Oui, les intrants dans un méthaniseur vont conditionner les caractéristiques des digestats. En particulier si vous mettez des intrants très ligneux. Et la lignine est très efficace pour augmenter la matière organique des sols.

3.10 : Il y a beaucoup de questions pour savoir quel impact si on exporte beaucoup de production des cultures vers les méthaniseurs et qu’on rapporte au sol qu’un digestat. Est-ce que cette méthode augmentera la matière organique dans les sols ? Il y a quelques résultats expérimentaux qui montrent que ces cultures, si elles sont apportées directement ou après méthanisation ou si elles sont digérées par un animal, on a à peu prés la même quantité de carbone qui reste dans le sol parce que tout ce qui est biodégradable soit est parti dans le sol, soit est partie au cours de la méthanisation soit est partie dans l’estomac des vaches avant de retrouver le sol.

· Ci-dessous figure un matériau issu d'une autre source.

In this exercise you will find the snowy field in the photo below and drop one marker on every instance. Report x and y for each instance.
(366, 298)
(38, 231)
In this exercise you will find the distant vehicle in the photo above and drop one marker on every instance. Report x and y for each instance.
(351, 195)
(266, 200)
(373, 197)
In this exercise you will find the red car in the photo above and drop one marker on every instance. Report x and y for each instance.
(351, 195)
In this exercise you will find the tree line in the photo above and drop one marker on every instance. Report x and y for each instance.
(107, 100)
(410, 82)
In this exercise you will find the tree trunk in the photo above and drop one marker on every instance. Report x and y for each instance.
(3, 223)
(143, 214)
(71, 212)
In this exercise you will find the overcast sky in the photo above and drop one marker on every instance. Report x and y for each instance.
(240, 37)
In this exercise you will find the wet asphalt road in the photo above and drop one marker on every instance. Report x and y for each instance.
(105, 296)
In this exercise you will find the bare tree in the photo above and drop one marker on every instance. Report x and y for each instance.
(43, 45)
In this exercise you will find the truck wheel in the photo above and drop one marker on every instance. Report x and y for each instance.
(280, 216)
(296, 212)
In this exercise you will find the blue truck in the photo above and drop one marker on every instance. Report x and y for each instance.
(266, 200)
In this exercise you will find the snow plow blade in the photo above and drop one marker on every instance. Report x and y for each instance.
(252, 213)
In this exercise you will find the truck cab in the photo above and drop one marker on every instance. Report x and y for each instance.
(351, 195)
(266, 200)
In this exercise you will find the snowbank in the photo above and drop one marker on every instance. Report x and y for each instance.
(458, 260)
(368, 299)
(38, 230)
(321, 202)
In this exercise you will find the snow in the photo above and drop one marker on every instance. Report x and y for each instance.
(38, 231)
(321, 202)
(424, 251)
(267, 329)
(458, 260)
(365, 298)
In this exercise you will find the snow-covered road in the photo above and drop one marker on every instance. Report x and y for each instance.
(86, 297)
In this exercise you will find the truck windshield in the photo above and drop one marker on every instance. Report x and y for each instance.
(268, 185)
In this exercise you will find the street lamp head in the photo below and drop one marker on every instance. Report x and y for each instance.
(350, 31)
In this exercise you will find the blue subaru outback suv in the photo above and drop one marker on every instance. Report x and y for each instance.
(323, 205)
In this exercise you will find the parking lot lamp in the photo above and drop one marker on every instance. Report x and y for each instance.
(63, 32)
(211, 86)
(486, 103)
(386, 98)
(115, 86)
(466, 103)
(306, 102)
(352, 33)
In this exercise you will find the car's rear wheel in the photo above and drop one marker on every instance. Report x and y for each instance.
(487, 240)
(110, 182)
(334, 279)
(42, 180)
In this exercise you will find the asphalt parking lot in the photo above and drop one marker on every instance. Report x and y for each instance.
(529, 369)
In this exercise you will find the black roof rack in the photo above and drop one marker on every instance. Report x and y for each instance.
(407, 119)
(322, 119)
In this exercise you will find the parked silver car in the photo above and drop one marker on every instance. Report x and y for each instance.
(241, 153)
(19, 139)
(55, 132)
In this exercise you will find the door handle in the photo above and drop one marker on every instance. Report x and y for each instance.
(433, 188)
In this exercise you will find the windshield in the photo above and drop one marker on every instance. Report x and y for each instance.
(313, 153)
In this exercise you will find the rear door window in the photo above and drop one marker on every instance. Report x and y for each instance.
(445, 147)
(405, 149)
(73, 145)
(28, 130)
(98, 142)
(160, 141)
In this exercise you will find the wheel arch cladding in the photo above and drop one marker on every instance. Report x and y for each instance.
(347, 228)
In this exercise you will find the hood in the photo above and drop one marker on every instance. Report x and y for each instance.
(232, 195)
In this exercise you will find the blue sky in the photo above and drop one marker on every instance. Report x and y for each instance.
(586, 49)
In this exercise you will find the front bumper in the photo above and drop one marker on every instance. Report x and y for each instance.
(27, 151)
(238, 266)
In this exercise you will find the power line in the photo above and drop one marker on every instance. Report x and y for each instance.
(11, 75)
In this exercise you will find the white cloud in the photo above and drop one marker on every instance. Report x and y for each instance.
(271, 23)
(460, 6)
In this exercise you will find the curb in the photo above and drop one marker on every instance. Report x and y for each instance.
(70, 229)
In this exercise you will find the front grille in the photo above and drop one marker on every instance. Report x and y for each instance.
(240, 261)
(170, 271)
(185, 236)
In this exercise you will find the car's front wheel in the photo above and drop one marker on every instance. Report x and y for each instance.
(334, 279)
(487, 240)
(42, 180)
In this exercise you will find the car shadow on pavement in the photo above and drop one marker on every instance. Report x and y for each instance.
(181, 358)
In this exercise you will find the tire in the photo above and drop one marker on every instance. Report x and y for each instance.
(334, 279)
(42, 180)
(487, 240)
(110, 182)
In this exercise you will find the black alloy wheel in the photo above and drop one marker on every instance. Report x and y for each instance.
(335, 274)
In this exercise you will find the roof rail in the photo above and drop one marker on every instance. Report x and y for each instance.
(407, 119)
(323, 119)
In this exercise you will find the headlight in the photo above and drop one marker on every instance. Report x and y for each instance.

3.56 : Le digestat a un rôle de fertilisant indépendamment de la matière organique. Ce même le premier intérêt du digestat c’est d’être un fertilisant azoté très intéressant.  Au cours de la méthanisation, l’azote reste dans le digestat. Il est minéralisé tout comme la matière organique mais il est sous forme ammoniacale. Cet ammoniac est très intéressant comme fertilisant mais c’est aussi un engrais très volatile. C’est pour cela qu’on conseille d’enfuir les digestats très rapidement car il y a un risque très important de volatilisation.  On mesure des efficacités engrais pour des digestats qui sont très intéressants (allant jusqu’à 60-70 % d’un engrais minéral).

4.59 : Les effets toxiques du digestat dans le sol
Les digestats, du fait qu’ils sont très riches en azote ammoniacale tout comme les lisiers, ils peuvent avoir un petit effet toxique sur les populations de vers de terre lorsqu’on apporte un digestat sur un sol déjà très humide. Les vers de terre réagissent mal au fait qui leur arrive de l’ammonium. On peut voir remonter à la surface des vers de terre après épandage de digestats. Après plusieurs apports de digestats, on voit augmenter la matière organique dans les sols et donc on voit aussi augmenter les populations de lombrics par rapport à une parcelle qui ne serait fertilisée qu’avec des engrais minéraux. Ce qu’il faut retenir c’est qu’on a plutôt un effet positif sur les populations de vers de terre et qu’on peut avoir des effets un peu toxiques transitoirement et seulement en condition de sols assez humides.

6.23 : Point de vigilance : propriétés physiques des sols notamment les tassements.
Epandage sur sols engorgés = risque de tassement. D’où le développement de matériel pour faire de l’épandage déporté.

6.47 : Cultures intermédiaires.
Dans le bassin parisien, les cultures intermédiaires à vocation énergétiques se développent beaucoup. Si on compare une culture intermédiaire à vocation énergétique à une culture piège à nitrate classique. Celles à vocation énergétique ont de rendements supérieurs aux pièges à nitrate classique (non seulement en biomasse aérienne mais aussi en racine et en chaume). Quand on coupe une culture intermédiaire à vocation énergétique, ce qui reste (racines + chaumes) représentent plus de matière organique. Les retours au sol de ces cultures énergétiques ont de meilleurs rendements que les pièges à nitrate. La vigilance à avoir : il ne faut pas trop de dérive et de changement dans les systèmes de culture. Ne pas favoriser les cultures intermédiaires au détriment des cultures principales.